Pregnant Then Screwed has been granted permission for judicial review against the Chancellor of the Exchequer for discriminating against women in the implementation of the Self-Employment Income Support Scheme (SEISS).
Pregnant Then Screwed are being represented by legal firm Leigh Day, in a case which argues that SEISS discriminates against self-employed women who have taken maternity between 2016 and 2019. This is not taken into account when calculating a mother's entitlement under SEISS, and these women therefore have a lower average income.
Left with no choice but to issue legal proceedings
Pregnant Then Screwed started legal proceedings after the Chancellor was asked why he had not exempted periods of maternity leave from the self-employed grant calculations. His response was that: ‘’for all sorts of reasons people have ups and down and variations in their earnings, whether through maternity, ill health or others.’’
Pregnant Then Screwed then wrote a pre action protocol letter to the Chancellor and the response from their legal team correlated maternity leave to a sabbatical or any other type of leave.
Pregnant Then Screwed felt they had no choice but to issue legal proceedings.
MU members are being penalised for taking maternity leave
Our Deputy General Secretary stated the MU’s support for this campaign, “Most of our members are self-employed and many are being penalised for taking time off to recover from giving birth and care for their baby.
“The current SEISS scheme discriminates against self-employed women, simply for starting a family. The MU fully supports this legal case in the hope that self-employed mothers will be treated equally and fairly.”
Maternity leave is work that has a value to the whole of society
Joeli Brearley, CEO and Founder of Pregnant Then Screwed explains, ''We are very pleased the judge has now stated that our claim against the Government for Indirect sex discrimination is arguable for the purposes of proceeding to a substantive hearing.
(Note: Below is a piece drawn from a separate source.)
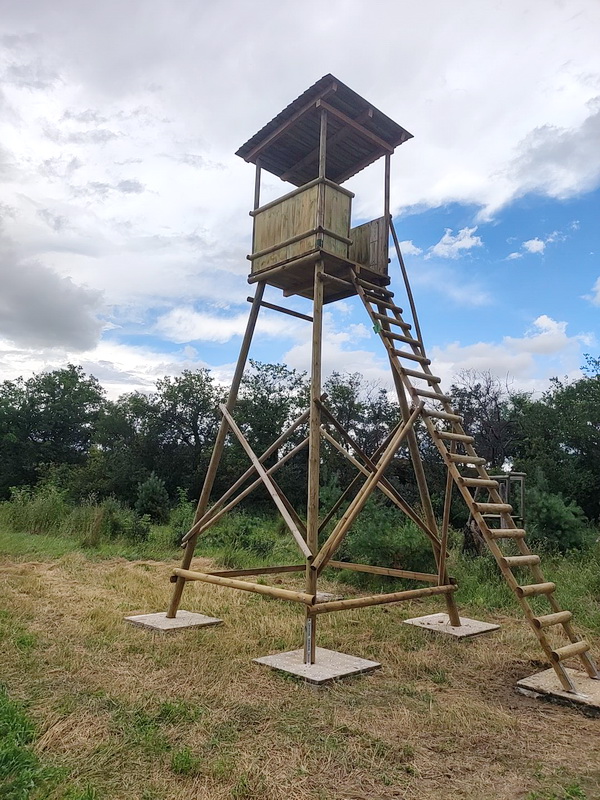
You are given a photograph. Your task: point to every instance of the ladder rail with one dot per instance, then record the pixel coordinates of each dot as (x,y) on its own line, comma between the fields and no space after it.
(382,325)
“Maternity leave is not the same as sick leave or taking a sabbatical, it is work that has a value to the whole of society, ensuring the next generation survive and thrive.
“By ignoring this unpaid labour, mainly done by women, the Government has yet again shown its contempt for those who do this critical care work, whilst simultaneously forcing many vulnerable new families into poverty.”
She continues, “The Government has a legal obligation to ensure none of their schemes have a disproportionate impact on anyone with a protected characteristic – the fact that women on maternity leave were clearly ignored when this scheme was designed, and continue to be ignored even when this issue was repeatedly raised in Westminster, is deeply worrying.
“We hope the judge will rule in our favour and these vulnerable new mothers will be given the money they are entitled to.’'
75,000 self-employed women are being short-changed
Leigh Day solicitor Anna Dews said: “Our clients argue that the Defendant’s application of the self-employed income support scheme is unlawful because it disproportionately affects women who have not worked for reasons relating to maternity.
“The purpose of the SEISS, to provide financial support to self-employed workers during the ongoing pandemic, remains of utmost importance to our clients, their families and many others like them.”
It is estimated that 75,000 self-employed women who had time off to have a baby between April 2016 and April 2019 are being short-changed compared to other applicants because of the way the grant is calculated. The judge has agreed that the hearing should be expedited and it will be listed for a hearing urgently.
Organisations supportive of the case include the Musicians’ Union, Community Union, The Writers Guild, National Union of Journalists, BECTU, and Equity.